On October 2, 2014, the three-judge panel of the U.S. Court of Appeals for the Fifth Circuit reversed the lower Court’s motion to dismiss and ordered that the case proceed. In its decision, the Court of Appeals ruled that the district court’s assessment of loss causation was incorrect, writing that the Court “erred in imposing an overly rigid rule that government investigations can never constitute a corrective disclosure in the absence of a discovery of actual fraud.” Rather, the Court of Appeals viewed Plaintiffs’ allegations of loss causation collectively, which included the resignations of key Amedisys executives, a front-page expose of Amedisys’s misconduct in The Wall Street Journal, the announcement of government investigations into Amedisys’s misconduct, and a dismal earnings report. As the Fifth Circuit wrote in its important decision, given these facts supporting loss causation, “the whole is greater than the sum of its parts.”

On April 3, 2015, Plaintiffs filed a motion to amend the Complaint, on April 8, 2015, the Court granted Plaintiffs’ motion, and on September 30, 2015, Plaintiffs filed their First Amended Consolidated Securities Class Action Complaint.
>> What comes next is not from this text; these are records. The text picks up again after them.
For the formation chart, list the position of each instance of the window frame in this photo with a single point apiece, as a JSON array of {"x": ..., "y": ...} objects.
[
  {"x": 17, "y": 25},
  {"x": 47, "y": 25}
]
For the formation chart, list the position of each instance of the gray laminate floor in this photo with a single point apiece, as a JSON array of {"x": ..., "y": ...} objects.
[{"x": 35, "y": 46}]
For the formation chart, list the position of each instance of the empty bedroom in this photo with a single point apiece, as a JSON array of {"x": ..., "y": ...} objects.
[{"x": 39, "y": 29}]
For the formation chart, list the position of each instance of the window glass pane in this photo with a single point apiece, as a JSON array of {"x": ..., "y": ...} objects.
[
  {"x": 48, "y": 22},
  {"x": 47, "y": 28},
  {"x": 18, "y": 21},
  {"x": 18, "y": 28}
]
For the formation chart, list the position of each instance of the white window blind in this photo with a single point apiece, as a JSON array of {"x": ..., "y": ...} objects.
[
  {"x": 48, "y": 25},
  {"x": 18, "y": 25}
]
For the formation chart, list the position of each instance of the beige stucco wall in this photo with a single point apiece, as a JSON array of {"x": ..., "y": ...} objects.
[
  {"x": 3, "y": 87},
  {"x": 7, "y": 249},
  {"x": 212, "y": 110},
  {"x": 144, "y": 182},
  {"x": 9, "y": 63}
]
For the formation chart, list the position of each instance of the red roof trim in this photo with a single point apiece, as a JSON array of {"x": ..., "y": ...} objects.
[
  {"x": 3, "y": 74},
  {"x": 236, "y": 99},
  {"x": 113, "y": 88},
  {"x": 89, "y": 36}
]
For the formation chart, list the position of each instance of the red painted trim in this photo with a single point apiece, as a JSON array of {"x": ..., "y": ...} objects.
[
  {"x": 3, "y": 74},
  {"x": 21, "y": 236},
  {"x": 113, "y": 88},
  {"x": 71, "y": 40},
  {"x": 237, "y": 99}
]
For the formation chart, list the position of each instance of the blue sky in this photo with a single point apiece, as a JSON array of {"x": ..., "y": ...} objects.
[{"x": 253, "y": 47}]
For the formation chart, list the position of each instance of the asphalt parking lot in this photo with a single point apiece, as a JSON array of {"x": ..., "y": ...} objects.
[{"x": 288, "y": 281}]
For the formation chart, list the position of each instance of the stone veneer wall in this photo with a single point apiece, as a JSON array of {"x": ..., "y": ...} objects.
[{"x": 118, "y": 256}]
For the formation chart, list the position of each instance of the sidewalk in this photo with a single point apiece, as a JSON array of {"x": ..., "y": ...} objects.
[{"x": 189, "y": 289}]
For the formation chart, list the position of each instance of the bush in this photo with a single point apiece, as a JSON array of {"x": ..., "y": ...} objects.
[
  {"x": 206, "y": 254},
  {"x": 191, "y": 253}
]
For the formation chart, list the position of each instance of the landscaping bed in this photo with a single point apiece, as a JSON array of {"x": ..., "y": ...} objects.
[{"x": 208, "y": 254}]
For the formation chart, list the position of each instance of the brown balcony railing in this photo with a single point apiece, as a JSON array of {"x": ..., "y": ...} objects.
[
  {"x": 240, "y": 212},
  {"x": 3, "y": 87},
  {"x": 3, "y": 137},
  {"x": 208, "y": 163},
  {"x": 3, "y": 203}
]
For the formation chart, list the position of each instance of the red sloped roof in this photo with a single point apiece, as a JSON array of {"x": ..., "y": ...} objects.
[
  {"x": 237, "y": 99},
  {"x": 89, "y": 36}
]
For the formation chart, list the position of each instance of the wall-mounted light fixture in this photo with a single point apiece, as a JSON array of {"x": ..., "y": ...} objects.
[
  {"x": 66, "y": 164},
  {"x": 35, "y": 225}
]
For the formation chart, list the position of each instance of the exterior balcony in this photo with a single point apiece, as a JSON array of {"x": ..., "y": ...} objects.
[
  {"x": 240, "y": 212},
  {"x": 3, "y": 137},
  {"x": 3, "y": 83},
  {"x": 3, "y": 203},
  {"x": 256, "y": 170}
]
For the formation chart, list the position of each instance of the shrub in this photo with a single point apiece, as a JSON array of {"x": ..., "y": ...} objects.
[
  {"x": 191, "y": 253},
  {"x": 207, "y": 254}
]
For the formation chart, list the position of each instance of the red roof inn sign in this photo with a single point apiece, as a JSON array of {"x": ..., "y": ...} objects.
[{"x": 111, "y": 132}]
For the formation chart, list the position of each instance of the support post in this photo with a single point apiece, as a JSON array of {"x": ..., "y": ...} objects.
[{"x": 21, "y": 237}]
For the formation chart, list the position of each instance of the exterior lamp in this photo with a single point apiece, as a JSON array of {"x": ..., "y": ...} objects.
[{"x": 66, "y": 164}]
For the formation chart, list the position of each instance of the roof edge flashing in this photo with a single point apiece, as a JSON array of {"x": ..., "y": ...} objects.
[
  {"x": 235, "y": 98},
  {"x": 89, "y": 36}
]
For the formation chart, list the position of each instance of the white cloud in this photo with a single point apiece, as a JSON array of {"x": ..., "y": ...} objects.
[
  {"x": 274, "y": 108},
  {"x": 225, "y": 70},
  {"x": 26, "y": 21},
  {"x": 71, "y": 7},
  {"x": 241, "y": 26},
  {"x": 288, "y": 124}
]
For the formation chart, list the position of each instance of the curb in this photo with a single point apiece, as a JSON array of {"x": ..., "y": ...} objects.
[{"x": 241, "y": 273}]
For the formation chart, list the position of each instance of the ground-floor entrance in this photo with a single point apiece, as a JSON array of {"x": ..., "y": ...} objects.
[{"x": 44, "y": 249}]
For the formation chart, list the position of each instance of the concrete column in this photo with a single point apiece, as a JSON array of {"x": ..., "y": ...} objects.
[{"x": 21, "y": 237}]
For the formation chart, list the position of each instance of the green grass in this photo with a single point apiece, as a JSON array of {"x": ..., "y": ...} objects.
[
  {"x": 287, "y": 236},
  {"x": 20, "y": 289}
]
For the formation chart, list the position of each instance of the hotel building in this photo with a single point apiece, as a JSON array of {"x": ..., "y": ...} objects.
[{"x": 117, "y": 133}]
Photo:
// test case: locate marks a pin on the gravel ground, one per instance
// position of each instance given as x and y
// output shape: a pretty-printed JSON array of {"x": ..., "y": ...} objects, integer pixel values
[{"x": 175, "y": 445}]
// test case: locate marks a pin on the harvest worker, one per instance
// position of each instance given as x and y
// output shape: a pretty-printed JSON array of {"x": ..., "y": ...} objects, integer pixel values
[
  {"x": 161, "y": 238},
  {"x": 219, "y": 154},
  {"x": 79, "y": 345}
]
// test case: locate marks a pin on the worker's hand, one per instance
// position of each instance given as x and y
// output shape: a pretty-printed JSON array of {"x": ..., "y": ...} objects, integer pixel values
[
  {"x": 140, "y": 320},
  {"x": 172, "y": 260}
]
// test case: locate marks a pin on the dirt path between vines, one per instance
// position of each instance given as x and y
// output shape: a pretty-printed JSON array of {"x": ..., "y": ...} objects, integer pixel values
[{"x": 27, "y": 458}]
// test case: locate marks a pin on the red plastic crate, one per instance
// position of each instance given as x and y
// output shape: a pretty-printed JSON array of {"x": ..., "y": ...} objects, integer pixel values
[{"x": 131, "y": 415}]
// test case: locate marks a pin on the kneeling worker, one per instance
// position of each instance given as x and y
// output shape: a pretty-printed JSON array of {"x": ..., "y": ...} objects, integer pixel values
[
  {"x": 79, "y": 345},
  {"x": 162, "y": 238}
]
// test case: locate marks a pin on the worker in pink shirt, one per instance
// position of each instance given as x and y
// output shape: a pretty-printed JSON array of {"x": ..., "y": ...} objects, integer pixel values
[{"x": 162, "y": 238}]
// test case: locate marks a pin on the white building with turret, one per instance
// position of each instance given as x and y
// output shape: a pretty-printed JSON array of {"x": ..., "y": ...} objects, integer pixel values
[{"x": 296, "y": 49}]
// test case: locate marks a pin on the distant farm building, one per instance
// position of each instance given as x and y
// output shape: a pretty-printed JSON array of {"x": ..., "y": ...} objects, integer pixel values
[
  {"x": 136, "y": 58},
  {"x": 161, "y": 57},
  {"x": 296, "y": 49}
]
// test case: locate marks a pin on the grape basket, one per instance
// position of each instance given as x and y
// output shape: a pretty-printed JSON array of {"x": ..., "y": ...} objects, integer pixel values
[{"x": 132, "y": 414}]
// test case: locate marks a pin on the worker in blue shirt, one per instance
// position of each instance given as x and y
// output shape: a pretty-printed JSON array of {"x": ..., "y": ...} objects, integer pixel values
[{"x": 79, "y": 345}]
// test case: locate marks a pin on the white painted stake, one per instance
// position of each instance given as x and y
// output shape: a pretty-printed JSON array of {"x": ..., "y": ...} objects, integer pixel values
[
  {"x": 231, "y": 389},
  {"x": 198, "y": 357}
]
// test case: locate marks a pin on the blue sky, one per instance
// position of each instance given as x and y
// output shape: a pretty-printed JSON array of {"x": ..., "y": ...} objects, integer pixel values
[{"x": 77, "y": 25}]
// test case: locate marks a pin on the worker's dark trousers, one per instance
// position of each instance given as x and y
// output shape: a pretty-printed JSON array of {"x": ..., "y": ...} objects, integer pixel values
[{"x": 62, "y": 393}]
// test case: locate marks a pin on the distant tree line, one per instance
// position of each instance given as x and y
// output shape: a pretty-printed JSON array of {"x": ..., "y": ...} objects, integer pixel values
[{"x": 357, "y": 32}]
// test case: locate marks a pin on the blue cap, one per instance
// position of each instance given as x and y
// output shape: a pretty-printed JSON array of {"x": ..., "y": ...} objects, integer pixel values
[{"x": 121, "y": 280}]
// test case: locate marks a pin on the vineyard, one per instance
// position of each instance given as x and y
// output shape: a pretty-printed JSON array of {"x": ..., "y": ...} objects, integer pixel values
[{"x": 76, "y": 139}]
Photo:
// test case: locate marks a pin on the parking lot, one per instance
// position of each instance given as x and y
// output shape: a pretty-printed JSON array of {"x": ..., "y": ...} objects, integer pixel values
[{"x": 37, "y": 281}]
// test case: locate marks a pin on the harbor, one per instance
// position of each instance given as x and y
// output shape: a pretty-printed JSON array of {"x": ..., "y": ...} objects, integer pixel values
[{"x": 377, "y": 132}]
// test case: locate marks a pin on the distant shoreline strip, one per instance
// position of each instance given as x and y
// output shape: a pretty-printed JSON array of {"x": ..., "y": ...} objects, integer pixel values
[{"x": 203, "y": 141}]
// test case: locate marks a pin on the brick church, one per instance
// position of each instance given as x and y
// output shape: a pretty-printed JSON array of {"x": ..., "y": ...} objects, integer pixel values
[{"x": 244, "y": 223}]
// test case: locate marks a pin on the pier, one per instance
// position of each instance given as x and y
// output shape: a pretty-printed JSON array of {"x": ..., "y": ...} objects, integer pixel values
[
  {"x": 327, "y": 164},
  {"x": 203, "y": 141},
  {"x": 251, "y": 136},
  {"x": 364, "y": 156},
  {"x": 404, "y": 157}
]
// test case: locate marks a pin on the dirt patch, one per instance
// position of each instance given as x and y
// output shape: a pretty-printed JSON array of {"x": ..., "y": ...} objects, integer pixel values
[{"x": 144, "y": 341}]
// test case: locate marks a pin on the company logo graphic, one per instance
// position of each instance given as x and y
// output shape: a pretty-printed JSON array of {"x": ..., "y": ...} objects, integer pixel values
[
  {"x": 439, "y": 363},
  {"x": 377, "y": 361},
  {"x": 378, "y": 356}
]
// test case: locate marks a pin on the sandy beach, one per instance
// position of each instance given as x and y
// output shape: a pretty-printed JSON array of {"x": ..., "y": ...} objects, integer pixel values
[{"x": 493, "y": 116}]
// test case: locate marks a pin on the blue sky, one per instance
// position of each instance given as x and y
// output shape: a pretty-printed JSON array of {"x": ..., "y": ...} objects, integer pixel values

Defendants moved to dismiss that Complaint on December 15, 2015, and Plaintiffs opposed those motions on January 29, 2016.

On August 19, 2016, the Court denied Defendants’ motions to dismiss in part and granted them in part.

On June 12, 2017, following a mediation before the Honorable Layn R. Phillips, a former United States District Judge, the Parties reached an agreement in principle to settle the Action for $43,750,000. On August 4, 2017, the Parties entered into a Stipulation and Agreement of Settlement (the “Stipulation”). On December 20, 2017, following a hearing, the Court approved the Settlement as fair, reasonable and adequate and approved the Plan of Allocation for the proceeds of the Settlement.